WhiteNoise provides its own Storage classes, that can compress and cache static asset files. These are currently unused by Kuma, which uses classes based on those provided by django-pipeline.

Future

  • Ensure files that are not meant for visitors are not collected, to speed up development, collecting, and preparing production images.
  • Remove the CachedFileFinder and PipelineFinder.
  • Remove django-pipeline, using gulp on the server as well before running ./manage.py collectstatic.
  • Add django-webpack-loader or similar to integrate React assets

History

The staticfiles application was probably part of the Kuma project from the beginning in 2011. In the SCL3 datacenter, one of the first steps of a production push was collecting the static files to a directory on a network drive. This was shared between web servers, so that the new assets were immediately avaiable as the new code was deployed. Because of file hashing, it was possible to keep old versions of assets along with new versions. These files were served by Apache.

In 2013, staticfiles was used to serve assets in the development Vagrant environment instead of Apache, so that collectstatic was not needed to see changes. However, CSS files were converted to Stylus that year, which required compilation for development and deployment.

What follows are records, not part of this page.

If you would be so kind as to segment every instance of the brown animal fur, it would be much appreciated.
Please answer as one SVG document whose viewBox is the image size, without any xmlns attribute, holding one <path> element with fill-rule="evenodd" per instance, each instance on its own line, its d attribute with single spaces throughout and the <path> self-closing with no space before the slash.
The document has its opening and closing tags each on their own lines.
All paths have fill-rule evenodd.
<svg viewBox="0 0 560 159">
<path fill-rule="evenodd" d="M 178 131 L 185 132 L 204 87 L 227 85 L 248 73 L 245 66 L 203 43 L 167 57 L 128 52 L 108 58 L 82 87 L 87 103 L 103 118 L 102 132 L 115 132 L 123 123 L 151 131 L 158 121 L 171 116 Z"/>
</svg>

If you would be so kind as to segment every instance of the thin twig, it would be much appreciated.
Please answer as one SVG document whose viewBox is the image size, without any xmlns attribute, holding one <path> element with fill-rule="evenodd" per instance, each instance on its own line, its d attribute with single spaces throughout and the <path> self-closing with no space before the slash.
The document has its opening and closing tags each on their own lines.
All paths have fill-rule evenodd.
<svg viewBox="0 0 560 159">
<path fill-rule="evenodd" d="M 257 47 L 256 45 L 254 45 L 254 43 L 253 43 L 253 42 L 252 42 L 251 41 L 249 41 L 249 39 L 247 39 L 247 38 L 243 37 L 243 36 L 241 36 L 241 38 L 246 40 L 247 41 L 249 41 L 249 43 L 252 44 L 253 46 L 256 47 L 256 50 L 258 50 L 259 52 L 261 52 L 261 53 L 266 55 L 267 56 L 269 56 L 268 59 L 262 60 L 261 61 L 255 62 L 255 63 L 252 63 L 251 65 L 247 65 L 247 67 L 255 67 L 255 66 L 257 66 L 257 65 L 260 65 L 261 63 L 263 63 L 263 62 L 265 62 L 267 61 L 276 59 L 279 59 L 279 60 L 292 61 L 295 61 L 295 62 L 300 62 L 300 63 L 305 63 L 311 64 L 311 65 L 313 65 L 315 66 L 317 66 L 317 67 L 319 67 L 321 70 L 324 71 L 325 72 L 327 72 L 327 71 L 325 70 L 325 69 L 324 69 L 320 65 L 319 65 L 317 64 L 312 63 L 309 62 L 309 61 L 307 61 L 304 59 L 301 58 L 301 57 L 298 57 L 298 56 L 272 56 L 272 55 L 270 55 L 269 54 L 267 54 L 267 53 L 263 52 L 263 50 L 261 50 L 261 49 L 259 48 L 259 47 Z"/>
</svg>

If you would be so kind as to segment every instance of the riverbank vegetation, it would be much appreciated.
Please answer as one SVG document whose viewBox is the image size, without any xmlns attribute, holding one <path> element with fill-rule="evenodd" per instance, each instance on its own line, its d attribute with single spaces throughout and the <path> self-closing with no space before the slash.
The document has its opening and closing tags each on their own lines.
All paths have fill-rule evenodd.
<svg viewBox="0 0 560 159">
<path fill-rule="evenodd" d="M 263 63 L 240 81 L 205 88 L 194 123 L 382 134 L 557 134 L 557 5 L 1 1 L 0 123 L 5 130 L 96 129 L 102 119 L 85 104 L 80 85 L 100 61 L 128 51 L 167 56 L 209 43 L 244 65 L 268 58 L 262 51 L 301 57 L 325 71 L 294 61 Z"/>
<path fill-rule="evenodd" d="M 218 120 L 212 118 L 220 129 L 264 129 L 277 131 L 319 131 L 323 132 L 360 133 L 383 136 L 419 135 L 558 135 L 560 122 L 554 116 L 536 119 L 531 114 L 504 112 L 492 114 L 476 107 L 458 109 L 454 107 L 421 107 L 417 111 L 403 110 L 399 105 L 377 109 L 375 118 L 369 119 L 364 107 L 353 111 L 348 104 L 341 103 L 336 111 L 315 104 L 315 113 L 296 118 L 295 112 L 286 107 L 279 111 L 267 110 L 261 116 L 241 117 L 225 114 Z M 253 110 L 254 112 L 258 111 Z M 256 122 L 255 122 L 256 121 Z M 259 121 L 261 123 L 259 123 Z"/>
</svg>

In 2015, several changes were made to prepare for the move from SCL3 to AWS. One change was to move assets from the /media folder, which is traditionally used for user uploads, to the /kuma/static folder. Another was adopting django-pipeline to compile assets, and WhiteNoise to serve them in production.

In 2017, MDN hosting moved from SCL3 to AWS. Apache was no longer used to serve assets, and WhiteNoise was used in production as well. This dropped the ability to serve old versions of assets, but a CDN with long caching times mitigated issues around deployments. That same year, the CSS sources were converted from Stylus to Sass.

In 2019, the development team decided to adopt new tools such as React and Webpack (ADR-004).